My husband and I had come to the decision together: He would have a vasectomy. But when he finally made the appointment, I was the one who panicked — not him. I knew the decision it was the right one, but now that it was actually happening, I was frozen. I realized: I wasn’t exactly sure how to move forward in life without being carried along by the strong current of…having more babies.

I didn’t know how to be me outside of motherhood.

I had spent the last six years in a flurry of baby obsession — pregnant, deciding whether or not to have more kids, trekking through the wilderness of the newborn phase, or even suffering through miscarriages. These were times when there wasn’t much self-reflection or focus on my wants and dreams beyond motherhood. The early years of parenting are all-consuming. Even now with my three children hitting the elementary years, I am constantly in their grip because they need me for everything. They need my constant touch, my constant attention, my constant care and devotion.

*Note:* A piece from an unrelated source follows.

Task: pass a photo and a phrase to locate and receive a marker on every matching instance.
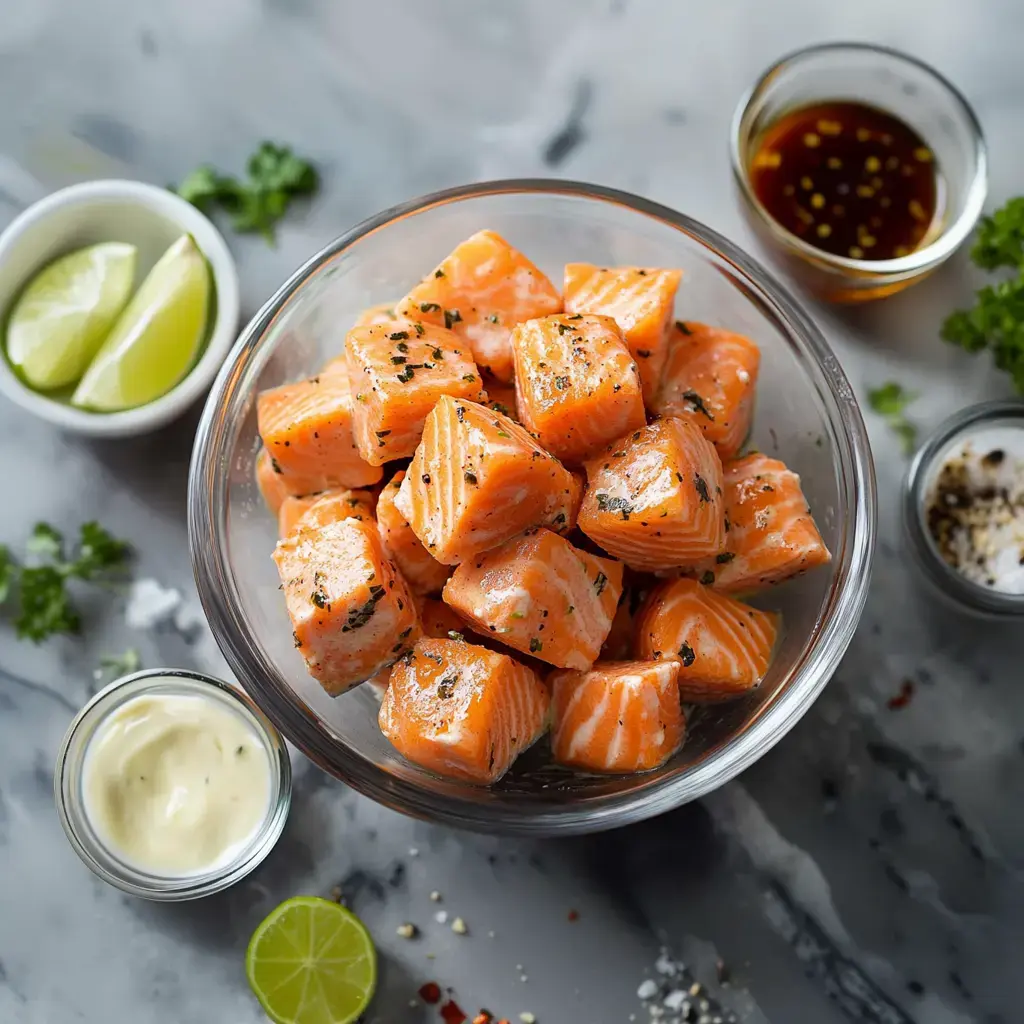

I do not mind caring for them in such an intense way (at least not most of the time). There are days when motherhood buries me, when it weighs me down physically and mentally and emotionally. I try my best to remind myself how precious and fleeting this time is, and I am aware of how deeply I will long for this closeness when it is no longer demanded or even offered.

The knowledge that this phase of parental loneliness would be coming for me in the near future scared me. I didn’t want all of my babies to be grown, and as long as I kept having more, I would never have to face that reality. It was a ludicrous thought, but allowing myself the possibility of having more babies was comforting in a strange, if slightly unhealthy, way.

However, when I saw my husband come out of his vasectomy appointment, I was shocked to find my panic turning to an overwhelming sense of relief. I looked in the back of our car where our three children were seated, and found an even deeper comfort in knowing that this was it. These were my people, and now I knew in no uncertain terms how my love and attention needed to be divided. I realized that for the first time, I was able to allow myself into that equation. With no hypothetical babies in my future, I was allowed to turn my focus inward for the first time and allow some space for myself.

Knowing with certainty that I was done having babies allowed me to shift my energy and attention away from the many “what ifs” of having babies and onto having my own life. I could see in the distance a future where my kids would no longer be the center of my life. Now that it was a reality, I was surprised by the freedom I felt.

I am still sad that all my babies will grow up and there will be no new sibling to take their place in my arms. Every last “first” is hard to stomach as I move further away from the baby stage. But each step forward means I am also allowed a clearer view of who I am and of who I want to be outside motherhood.

I get to be me and discover myself — to plan a future that doesn’t hinge on dirty diapers and the conundrum of child care. Being able to cultivate my sense of self is a gift I didn’t expect, and it’s the thing I love most about not having any more babies.